I think I need new clothes, considering I'm still wearing the things that fit me 30-50 pounds ago. But when I go to the store and buy something I get a little sick at the thought of what better use of my money I could have come up with than a pair of pants that doesn't fall off. I want to buy a reasonably priced scooter to save us a ton of money on gas, but then I think about the added costs of a safety course, helmet, riding jacket, etc. and then I feel like it's just me trying to spend money to make myself feel better. And on and on it goes. I know I am in the middle of a life desert, and I know when in this kind of phase I am a purchasing self-soother, and all this knowledge just makes me suspicious of every thought and action. What is my motivation?

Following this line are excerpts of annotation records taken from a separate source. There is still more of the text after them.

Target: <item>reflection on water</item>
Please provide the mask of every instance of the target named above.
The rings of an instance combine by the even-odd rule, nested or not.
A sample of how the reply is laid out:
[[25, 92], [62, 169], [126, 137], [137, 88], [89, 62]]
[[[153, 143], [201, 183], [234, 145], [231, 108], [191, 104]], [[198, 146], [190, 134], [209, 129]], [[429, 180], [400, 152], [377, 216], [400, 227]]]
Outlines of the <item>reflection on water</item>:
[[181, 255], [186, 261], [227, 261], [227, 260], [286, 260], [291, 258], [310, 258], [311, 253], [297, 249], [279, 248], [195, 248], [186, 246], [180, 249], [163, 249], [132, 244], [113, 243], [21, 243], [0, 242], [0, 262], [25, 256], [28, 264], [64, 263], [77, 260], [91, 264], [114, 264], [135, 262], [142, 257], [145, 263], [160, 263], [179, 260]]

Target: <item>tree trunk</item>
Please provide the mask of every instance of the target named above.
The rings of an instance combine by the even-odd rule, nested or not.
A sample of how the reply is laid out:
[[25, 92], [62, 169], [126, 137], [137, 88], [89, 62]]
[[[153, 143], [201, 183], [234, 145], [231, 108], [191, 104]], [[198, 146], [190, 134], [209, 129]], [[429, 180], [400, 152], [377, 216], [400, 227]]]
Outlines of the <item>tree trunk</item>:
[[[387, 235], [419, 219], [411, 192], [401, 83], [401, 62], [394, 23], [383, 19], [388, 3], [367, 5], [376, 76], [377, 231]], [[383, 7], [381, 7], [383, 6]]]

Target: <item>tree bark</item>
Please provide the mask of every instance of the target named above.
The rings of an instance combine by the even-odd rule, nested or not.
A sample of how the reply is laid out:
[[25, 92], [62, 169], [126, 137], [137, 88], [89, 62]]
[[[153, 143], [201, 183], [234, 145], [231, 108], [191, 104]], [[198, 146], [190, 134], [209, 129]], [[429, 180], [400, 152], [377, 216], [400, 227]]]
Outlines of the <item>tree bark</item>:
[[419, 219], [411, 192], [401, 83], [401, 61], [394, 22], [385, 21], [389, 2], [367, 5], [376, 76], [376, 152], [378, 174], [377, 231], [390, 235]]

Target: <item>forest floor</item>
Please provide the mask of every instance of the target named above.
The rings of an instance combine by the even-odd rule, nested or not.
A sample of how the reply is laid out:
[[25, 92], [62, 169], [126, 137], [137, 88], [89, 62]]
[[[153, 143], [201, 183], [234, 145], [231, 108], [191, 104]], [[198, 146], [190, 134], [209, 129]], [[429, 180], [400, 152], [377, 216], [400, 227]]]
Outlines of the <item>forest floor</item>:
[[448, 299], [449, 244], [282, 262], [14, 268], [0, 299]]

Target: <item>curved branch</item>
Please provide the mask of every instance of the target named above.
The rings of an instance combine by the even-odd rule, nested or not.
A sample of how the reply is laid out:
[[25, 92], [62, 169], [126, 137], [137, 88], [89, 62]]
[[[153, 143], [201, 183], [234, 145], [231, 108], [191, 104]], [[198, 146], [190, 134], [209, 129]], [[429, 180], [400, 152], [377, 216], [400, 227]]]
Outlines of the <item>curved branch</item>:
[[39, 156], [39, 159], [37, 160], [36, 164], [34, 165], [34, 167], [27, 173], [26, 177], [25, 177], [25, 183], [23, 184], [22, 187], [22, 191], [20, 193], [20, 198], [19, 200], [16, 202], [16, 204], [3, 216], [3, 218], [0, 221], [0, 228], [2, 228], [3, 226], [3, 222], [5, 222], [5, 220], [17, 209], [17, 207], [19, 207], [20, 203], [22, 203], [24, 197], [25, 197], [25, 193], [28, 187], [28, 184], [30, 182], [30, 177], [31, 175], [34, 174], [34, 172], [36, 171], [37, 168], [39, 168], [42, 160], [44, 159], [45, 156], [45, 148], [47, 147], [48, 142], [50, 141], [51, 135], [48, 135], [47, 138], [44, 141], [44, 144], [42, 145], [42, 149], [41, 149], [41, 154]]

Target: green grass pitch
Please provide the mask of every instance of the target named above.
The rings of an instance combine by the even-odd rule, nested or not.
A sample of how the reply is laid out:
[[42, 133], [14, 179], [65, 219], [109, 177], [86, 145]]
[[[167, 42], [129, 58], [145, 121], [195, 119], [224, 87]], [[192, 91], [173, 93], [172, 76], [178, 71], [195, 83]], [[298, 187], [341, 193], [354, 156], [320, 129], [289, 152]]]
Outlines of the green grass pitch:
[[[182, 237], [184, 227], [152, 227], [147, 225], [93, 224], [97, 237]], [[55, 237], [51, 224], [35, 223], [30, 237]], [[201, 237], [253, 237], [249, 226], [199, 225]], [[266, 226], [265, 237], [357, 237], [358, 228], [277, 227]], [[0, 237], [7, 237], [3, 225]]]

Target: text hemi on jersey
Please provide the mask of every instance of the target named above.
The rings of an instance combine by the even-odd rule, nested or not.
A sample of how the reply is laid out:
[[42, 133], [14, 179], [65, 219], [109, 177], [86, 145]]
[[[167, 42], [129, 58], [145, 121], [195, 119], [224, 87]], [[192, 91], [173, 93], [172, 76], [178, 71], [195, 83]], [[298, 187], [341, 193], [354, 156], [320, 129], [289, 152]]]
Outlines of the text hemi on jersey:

Am I saying in my heart the things Jen Hatmaker lists on Day 8 as justification?
- It's no big deal.
- I can afford this.
- I've worked hard for my money, so I can spend it how I want.
- I want this, back off.
- I deserve this.**
- Other people spend way more.*
- I still have money in the bank.
- What's the big deal?
Sometimes the "What's my motivation?" is self-condemnation. Sometimes it is the still small voice of the Holy Spirit reminding me that I am not to be conformed to this world. Rather I am to be transformed by the renewing of my mind. As I practice this transformation, like a newborn calf testing it's legs, I learn how to discern what is the perfect will of God.
I think it's time to re-read Romans again.
The other side of the I deserve it justification is giving. We give to the church. We give to church plants. We give to missionaries. We give to local outreaches. We give to friends who are adopting. We give and give and give. Why shouldn't I take what's left and do whatever I want? How easily I forget that it's all God's, not just the parts I feel led to give away. That he gives any to me to steward is out of his sheer kindness. It is not because I deserve to be able to live comfortably, it is so that I can be a broken clay vessel pouring out his goodness to others. This pouring out doesn't look like drops in the bucket here or there. It looks like walking another mile when only one is required. It is not only giving my extra coat away to someone in need but also giving the shirt off my back. It is the continual, repetitive laying down of my life, money, talents.
And this laying down should not ever be so that I can look like the Pharisees Jesus rebuked who prayed loudly in the street blocking the entrance to the temple, and helped those in need only when people were watching, and changed the meaning of the law to make their lives look better. Oh Lord forgive me for the times, more often than not, that this is what it looks like for me to love my neighbor. It looks great on the outside, but my heart is ugly.
Oh! to be like Thee, blessed RedeemerHow I long for this simple hymn to be true in my heart!
This is my constant longing and prayer.
Gladly I'll forfeit all of earth's treasures,
Jesus, Thy perfect likeness to wear.